The oil prices is stable at around $60 a barrel, and OPEC has already pushed the cartel`s output 3 percent above the current target, and production appears to be heading even higher. Saudi Arabia was the primary force that made OPEC the swing producer in global markets, for decades.
«Is Saudi Arabia still willing to play the swing producer and juggle the whole domestic economy, refineries, power plants, desalination, petrochemicals, just to meet the expectations of either OPEC or no-OPEC producers? The answer is no, obviously not,» said Sadad Ibrahim al-Husseini, a former executive vice president for Saudi Aramco, the state oil company.
After Saudi Arabia`s production peaked in 1980, it cut supplies later in the decade and again in the 90`s to top up prices. The Saudis followed the same playbook when oil prices briefly sank during the 2008 global financial crisis and the economy slump the next year.
When political turmoil rocked Libya, another producer, during the Arab Spring, Saudi Arabia increased production to keep markets and its own revenue stable.

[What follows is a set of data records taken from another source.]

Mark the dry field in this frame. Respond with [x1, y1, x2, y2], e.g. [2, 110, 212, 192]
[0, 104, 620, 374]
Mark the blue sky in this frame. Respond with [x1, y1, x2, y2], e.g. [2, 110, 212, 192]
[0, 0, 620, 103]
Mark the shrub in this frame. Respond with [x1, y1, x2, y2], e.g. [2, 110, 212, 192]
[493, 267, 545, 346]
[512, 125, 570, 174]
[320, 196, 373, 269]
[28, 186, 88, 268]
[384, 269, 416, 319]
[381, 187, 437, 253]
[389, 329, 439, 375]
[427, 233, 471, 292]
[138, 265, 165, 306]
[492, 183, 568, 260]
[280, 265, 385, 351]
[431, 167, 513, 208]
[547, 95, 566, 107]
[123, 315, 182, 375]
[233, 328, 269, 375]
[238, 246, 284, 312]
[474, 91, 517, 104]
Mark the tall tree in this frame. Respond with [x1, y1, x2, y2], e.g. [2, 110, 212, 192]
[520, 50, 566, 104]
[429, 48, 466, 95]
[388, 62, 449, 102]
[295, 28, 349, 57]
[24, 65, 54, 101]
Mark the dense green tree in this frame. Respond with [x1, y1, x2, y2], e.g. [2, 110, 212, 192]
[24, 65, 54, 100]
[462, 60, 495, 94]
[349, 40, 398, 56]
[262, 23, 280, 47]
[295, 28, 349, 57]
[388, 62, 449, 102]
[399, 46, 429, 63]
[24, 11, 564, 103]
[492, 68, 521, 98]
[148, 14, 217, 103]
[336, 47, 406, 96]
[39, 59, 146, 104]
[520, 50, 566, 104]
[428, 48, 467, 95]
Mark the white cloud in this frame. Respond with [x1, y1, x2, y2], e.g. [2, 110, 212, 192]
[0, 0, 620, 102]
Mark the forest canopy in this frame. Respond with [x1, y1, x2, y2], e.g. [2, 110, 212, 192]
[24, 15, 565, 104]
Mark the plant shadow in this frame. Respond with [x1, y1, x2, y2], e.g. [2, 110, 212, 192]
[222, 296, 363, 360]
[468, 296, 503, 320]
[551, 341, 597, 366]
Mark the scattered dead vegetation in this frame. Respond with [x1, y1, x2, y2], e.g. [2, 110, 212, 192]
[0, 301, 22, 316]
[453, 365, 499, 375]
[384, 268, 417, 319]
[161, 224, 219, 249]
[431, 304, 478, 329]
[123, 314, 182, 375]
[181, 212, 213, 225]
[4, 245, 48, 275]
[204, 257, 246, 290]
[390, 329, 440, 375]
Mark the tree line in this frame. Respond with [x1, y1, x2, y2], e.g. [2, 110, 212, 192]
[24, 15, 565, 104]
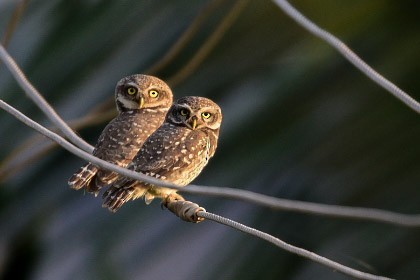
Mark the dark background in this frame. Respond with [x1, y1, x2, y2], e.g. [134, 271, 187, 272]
[0, 0, 420, 279]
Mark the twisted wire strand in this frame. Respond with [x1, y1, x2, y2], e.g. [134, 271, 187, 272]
[197, 211, 392, 280]
[0, 99, 420, 227]
[273, 0, 420, 114]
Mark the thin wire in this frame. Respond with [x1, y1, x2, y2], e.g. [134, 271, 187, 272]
[0, 99, 398, 280]
[273, 0, 420, 113]
[0, 99, 420, 227]
[197, 211, 392, 280]
[0, 44, 93, 153]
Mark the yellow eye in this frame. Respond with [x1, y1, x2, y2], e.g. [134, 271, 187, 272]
[149, 89, 159, 98]
[127, 87, 137, 95]
[201, 112, 211, 119]
[179, 109, 188, 116]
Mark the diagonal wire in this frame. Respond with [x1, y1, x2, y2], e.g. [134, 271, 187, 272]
[0, 99, 398, 280]
[273, 0, 420, 113]
[0, 99, 420, 227]
[197, 211, 392, 280]
[0, 44, 93, 152]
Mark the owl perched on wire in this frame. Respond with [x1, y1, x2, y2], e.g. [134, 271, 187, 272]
[103, 96, 222, 212]
[68, 74, 173, 195]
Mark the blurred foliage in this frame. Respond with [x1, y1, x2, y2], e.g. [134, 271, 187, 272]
[0, 0, 420, 280]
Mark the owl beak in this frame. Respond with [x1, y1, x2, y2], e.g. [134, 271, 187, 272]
[192, 118, 197, 130]
[139, 97, 144, 109]
[188, 116, 197, 130]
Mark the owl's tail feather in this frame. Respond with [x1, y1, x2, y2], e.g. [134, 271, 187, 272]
[102, 182, 147, 213]
[68, 162, 98, 190]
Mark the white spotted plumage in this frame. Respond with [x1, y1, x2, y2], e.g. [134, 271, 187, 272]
[103, 96, 222, 212]
[68, 74, 172, 195]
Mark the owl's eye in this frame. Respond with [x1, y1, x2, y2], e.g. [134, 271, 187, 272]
[127, 87, 137, 95]
[201, 112, 211, 119]
[149, 89, 159, 98]
[179, 109, 188, 116]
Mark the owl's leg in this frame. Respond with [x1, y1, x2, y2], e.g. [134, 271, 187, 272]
[161, 192, 185, 208]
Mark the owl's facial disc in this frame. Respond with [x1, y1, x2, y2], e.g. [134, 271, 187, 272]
[139, 96, 144, 109]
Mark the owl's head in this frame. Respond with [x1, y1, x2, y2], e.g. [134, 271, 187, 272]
[115, 74, 173, 112]
[166, 96, 222, 133]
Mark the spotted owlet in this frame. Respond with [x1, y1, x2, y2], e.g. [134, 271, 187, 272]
[103, 96, 222, 212]
[68, 74, 172, 195]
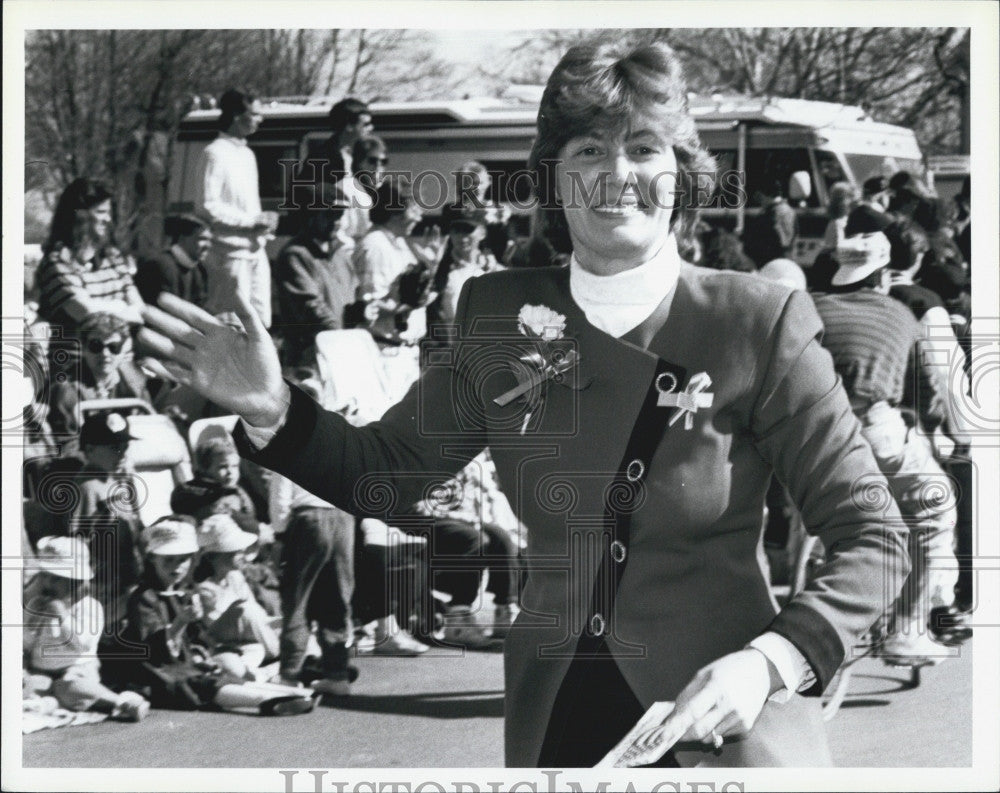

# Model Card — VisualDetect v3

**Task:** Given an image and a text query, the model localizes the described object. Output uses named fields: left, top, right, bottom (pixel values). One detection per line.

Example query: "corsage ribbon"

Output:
left=656, top=372, right=715, bottom=430
left=493, top=350, right=579, bottom=407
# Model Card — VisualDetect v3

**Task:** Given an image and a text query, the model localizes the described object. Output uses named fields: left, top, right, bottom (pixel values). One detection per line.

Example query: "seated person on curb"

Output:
left=352, top=518, right=432, bottom=657
left=415, top=452, right=522, bottom=646
left=270, top=379, right=358, bottom=696
left=110, top=516, right=316, bottom=716
left=135, top=215, right=212, bottom=306
left=49, top=313, right=151, bottom=451
left=274, top=188, right=357, bottom=366
left=194, top=515, right=278, bottom=677
left=22, top=537, right=149, bottom=721
left=170, top=431, right=281, bottom=616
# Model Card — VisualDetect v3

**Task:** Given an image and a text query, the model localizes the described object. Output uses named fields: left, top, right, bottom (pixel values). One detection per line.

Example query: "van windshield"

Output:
left=712, top=148, right=819, bottom=207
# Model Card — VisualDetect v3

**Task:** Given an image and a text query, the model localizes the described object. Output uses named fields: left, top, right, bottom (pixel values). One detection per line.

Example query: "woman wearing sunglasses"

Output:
left=142, top=41, right=908, bottom=768
left=49, top=313, right=151, bottom=445
left=35, top=178, right=143, bottom=337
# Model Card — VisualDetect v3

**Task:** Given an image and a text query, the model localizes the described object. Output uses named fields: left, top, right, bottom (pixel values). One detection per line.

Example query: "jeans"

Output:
left=859, top=402, right=958, bottom=634
left=279, top=507, right=354, bottom=679
left=411, top=518, right=521, bottom=606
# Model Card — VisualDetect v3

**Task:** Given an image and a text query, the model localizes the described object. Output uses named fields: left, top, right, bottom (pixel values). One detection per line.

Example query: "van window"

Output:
left=736, top=147, right=819, bottom=207
left=816, top=149, right=851, bottom=193
left=844, top=154, right=924, bottom=185
left=250, top=143, right=299, bottom=200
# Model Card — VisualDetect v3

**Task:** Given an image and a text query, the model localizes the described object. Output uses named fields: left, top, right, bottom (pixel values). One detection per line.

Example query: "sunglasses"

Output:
left=87, top=339, right=125, bottom=355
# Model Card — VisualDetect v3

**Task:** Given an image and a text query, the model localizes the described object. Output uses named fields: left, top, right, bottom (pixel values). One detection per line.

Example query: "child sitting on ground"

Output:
left=195, top=515, right=279, bottom=677
left=170, top=430, right=281, bottom=616
left=23, top=537, right=149, bottom=721
left=116, top=516, right=316, bottom=716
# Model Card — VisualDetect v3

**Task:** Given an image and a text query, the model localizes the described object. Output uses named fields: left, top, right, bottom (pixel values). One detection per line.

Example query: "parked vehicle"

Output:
left=167, top=92, right=924, bottom=265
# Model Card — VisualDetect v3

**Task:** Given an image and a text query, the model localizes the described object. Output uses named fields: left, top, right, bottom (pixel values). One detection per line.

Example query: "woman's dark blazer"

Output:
left=238, top=265, right=909, bottom=766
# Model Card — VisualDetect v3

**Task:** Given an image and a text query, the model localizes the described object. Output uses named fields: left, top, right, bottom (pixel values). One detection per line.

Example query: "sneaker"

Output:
left=260, top=694, right=318, bottom=716
left=491, top=603, right=521, bottom=639
left=312, top=677, right=351, bottom=697
left=878, top=633, right=948, bottom=666
left=372, top=630, right=430, bottom=658
left=111, top=691, right=149, bottom=721
left=267, top=672, right=305, bottom=688
left=441, top=606, right=490, bottom=647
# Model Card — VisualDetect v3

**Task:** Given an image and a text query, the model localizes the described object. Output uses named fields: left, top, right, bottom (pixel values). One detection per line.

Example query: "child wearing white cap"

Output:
left=195, top=514, right=278, bottom=677
left=23, top=537, right=149, bottom=721
left=123, top=515, right=316, bottom=716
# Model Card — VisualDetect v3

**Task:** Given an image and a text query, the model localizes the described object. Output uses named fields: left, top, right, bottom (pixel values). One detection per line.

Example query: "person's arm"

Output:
left=750, top=292, right=909, bottom=694
left=917, top=306, right=973, bottom=447
left=234, top=281, right=486, bottom=518
left=268, top=476, right=295, bottom=534
left=354, top=234, right=400, bottom=300
left=280, top=250, right=343, bottom=332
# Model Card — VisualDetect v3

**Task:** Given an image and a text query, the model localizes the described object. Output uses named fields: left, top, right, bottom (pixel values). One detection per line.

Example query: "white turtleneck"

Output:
left=569, top=235, right=681, bottom=338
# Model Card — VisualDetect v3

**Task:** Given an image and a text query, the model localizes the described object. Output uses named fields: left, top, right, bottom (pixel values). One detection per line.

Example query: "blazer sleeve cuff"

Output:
left=767, top=602, right=844, bottom=696
left=233, top=383, right=317, bottom=468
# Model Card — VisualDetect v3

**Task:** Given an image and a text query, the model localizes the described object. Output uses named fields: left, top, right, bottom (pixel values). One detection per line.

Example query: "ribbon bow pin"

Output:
left=656, top=372, right=715, bottom=430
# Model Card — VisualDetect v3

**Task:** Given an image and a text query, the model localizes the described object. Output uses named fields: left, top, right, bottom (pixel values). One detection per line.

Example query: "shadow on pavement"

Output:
left=840, top=697, right=892, bottom=710
left=322, top=691, right=503, bottom=719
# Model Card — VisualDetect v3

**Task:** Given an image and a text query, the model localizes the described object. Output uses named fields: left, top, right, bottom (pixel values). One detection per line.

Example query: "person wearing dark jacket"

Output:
left=135, top=215, right=212, bottom=306
left=274, top=193, right=358, bottom=366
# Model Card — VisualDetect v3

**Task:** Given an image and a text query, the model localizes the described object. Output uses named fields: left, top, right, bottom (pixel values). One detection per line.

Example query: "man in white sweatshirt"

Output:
left=198, top=89, right=275, bottom=327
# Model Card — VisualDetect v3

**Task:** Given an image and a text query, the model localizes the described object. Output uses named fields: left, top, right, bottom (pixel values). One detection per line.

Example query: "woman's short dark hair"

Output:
left=351, top=135, right=388, bottom=169
left=163, top=213, right=208, bottom=243
left=219, top=88, right=255, bottom=130
left=330, top=96, right=370, bottom=133
left=78, top=311, right=129, bottom=341
left=45, top=177, right=111, bottom=253
left=368, top=178, right=413, bottom=225
left=528, top=39, right=715, bottom=252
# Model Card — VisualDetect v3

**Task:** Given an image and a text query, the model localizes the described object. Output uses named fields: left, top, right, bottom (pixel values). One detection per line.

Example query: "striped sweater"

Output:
left=814, top=289, right=944, bottom=424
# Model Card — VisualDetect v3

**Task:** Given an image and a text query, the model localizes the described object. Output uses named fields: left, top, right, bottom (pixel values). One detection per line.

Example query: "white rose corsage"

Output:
left=493, top=305, right=580, bottom=435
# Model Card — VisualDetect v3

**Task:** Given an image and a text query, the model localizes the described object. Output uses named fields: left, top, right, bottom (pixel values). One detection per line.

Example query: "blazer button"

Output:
left=625, top=460, right=646, bottom=482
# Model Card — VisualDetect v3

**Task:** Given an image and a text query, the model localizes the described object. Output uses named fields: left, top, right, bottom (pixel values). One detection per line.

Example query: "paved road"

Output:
left=23, top=644, right=972, bottom=769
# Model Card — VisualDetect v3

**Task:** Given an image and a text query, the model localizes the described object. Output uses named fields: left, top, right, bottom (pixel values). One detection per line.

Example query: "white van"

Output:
left=167, top=91, right=924, bottom=265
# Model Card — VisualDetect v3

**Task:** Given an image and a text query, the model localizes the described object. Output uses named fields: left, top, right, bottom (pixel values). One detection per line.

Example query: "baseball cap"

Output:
left=442, top=205, right=487, bottom=230
left=861, top=176, right=889, bottom=196
left=142, top=518, right=198, bottom=556
left=80, top=413, right=138, bottom=446
left=198, top=514, right=257, bottom=553
left=25, top=537, right=94, bottom=581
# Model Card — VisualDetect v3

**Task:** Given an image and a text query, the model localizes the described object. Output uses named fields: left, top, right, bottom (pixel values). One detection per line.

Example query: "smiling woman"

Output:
left=137, top=34, right=907, bottom=767
left=529, top=43, right=715, bottom=272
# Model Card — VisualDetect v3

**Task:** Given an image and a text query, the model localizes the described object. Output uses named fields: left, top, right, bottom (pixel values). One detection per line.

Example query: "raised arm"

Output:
left=142, top=282, right=486, bottom=517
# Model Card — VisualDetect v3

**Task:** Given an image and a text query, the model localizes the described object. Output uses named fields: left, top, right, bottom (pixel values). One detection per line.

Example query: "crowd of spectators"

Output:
left=23, top=90, right=523, bottom=720
left=24, top=83, right=971, bottom=720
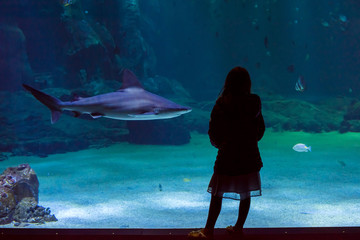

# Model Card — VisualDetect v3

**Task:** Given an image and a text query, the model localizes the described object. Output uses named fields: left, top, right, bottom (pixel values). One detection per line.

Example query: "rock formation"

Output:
left=0, top=164, right=57, bottom=225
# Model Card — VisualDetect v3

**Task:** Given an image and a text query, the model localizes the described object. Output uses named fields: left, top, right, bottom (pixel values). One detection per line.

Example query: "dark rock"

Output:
left=13, top=199, right=57, bottom=224
left=0, top=164, right=57, bottom=225
left=0, top=24, right=32, bottom=91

Energy consumption in Saudi Arabi is growing and its growing at an average of 6 percent over the last decade, while any shift to nuclear power or renewable sources like solar has been slow.
«No cut is coming,» said Rene G. Ortiz of Ecuador, a former secretary-general of OPEC. «Each and every country, and particularly the Saudis and the other monarchies of the gulf, will protect their market share and increase their market share as much as possible,» he said.
Chesapeake Energy Corp and Exxon Mobil Corp are both shale drillers. They both spent about $120 billion last year in the U.S, and the surge in output and a slowdown in the demand have pushed crude oil prices down.
The number of rigs drilling in shale fields are down by half from an October peak, BP Chief Executive Officer Bob Dudley said.
«The shale revolution hasn`t run out of steam in the U.S,» Dudley said.